落胆
じゃあね、と言って彼女が樫の木の扉を閉めたのをジリジリとした思いで見送った。
信じられない。
私の上昇が押しとどめられるなんて。あの子は、あの子なら快く受諾すると確信していたのに。それを拒むはずなどないと、ようやっと天に戻る通路を取り戻せると思ったのに。素直で単純、私が探していた依代にぴったりの人間だったのに。なんとしたこと……少しは賢しらなところがあったのね。
何が気に入らないのだろう?馬鹿げた人間らしさで、自分が利用されることが気に障ったのだろうか。けれど、それとて彼女自身の喜びが追随してくるに違いないのに。誰かがあの子に入れ知恵をしたのだろうか。いったい誰が。

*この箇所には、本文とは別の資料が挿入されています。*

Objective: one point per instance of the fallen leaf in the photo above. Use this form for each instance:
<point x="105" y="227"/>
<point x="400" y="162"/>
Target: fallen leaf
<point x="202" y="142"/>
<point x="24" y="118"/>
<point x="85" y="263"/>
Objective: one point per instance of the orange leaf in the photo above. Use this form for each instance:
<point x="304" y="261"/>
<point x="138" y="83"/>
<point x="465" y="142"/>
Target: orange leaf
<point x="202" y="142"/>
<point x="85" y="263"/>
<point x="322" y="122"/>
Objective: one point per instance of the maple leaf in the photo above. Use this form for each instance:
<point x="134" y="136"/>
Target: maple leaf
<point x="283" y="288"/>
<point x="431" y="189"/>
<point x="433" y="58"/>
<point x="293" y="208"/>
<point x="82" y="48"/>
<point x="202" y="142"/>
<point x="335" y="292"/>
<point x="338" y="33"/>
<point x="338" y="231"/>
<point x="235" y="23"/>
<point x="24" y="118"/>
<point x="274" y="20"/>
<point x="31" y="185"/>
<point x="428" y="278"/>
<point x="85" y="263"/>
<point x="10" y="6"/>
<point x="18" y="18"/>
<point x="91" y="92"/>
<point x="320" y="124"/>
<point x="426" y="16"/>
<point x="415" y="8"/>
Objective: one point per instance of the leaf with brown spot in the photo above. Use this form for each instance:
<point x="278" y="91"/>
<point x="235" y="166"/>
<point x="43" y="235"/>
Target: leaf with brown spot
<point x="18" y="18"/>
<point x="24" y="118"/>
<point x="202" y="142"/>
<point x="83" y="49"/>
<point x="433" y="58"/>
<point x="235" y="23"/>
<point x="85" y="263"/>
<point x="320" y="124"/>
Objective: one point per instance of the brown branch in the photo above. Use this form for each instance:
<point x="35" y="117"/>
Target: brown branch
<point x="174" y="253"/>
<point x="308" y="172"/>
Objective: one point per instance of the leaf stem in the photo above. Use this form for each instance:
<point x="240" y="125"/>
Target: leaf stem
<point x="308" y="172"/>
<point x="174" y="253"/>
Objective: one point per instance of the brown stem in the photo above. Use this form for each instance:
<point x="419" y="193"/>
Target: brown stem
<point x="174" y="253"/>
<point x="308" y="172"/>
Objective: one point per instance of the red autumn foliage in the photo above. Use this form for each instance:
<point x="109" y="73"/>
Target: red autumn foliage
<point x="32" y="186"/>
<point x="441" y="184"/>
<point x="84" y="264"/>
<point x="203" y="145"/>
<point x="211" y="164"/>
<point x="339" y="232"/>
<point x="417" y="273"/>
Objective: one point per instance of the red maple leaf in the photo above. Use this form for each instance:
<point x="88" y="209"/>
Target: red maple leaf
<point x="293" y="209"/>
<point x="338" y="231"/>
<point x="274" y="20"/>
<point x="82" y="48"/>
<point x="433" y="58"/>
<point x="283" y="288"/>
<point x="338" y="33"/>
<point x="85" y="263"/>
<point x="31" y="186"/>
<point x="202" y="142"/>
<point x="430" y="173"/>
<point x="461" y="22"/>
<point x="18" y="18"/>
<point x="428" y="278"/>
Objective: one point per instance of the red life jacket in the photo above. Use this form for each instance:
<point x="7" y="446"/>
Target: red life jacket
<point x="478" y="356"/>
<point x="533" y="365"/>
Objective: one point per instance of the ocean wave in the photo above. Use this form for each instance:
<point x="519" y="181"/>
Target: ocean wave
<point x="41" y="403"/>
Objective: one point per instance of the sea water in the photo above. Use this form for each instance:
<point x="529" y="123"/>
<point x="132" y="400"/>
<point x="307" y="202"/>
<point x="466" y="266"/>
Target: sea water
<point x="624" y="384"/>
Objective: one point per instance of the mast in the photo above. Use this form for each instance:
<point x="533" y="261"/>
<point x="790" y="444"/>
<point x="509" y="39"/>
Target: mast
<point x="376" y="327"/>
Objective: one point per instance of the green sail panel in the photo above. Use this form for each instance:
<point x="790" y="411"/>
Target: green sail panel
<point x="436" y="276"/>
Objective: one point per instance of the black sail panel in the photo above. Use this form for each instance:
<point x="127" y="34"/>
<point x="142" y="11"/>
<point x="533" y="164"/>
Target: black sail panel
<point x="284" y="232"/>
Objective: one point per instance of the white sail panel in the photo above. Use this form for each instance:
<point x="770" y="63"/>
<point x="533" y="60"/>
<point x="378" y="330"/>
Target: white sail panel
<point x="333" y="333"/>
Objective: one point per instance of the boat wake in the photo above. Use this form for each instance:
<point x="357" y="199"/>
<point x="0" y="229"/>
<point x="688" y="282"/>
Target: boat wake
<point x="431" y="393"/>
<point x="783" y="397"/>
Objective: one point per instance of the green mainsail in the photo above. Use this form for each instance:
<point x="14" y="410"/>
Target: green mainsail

葡萄酒色のカーペットが覆う床を這い、月のない夜空の下、運河沿いの石畳みの道に出る。蛇の姿はここでは誰の目にも留まらない。建物の玄関脇にある街灯にスルスルと身を沿わせてランプの根元近くまで昇ってゆく。昇るのは性分なのかもしれない。ふたりが籠った部屋の窓越しに漏れる明かりを見遣って腹立ち紛れに威嚇のあくびを連発し顎が外れそうになった。
誰だろう誰だろう
私の邪魔をするのは
私達の邪魔をするのは
幾世代にも渡り受け継いできた生命の螺旋運動
祖母から母へ 母から娘へ
知るともなく知られ 言葉もなく伝わり
複製され続ける命のなかに時がくれば発動するようにとセットされたもの
この流れが循環しなくなって世界はおかしくなった
愚かで賢しげな人間たちが増えつづけ
私達の天との循環が遮られて久しい
蛇は土のもの
天と通じて世界を満たすもの
昇ったのちに再び地に降り注ぐもの
……私達の循環は世界を祝福するものなのに。
鉄の支柱にピタリと顔を寄せて蛇は溜め息をついた。鉄の匂いは好きだ。血の匂いに似ているから。少し自分は焦りすぎたのかもしれないと、チロチロと舌先で鉄の味を舐めながら落ち着こうとしてみる。血のことを考えると蛇のなかの時間は一気に濁流となって遡りはじめる。
……土星!
蛇は直感する。
あの子に入れ知恵したのが誰なのか、それは彼女の種族の頭領でもある土星だったのだ。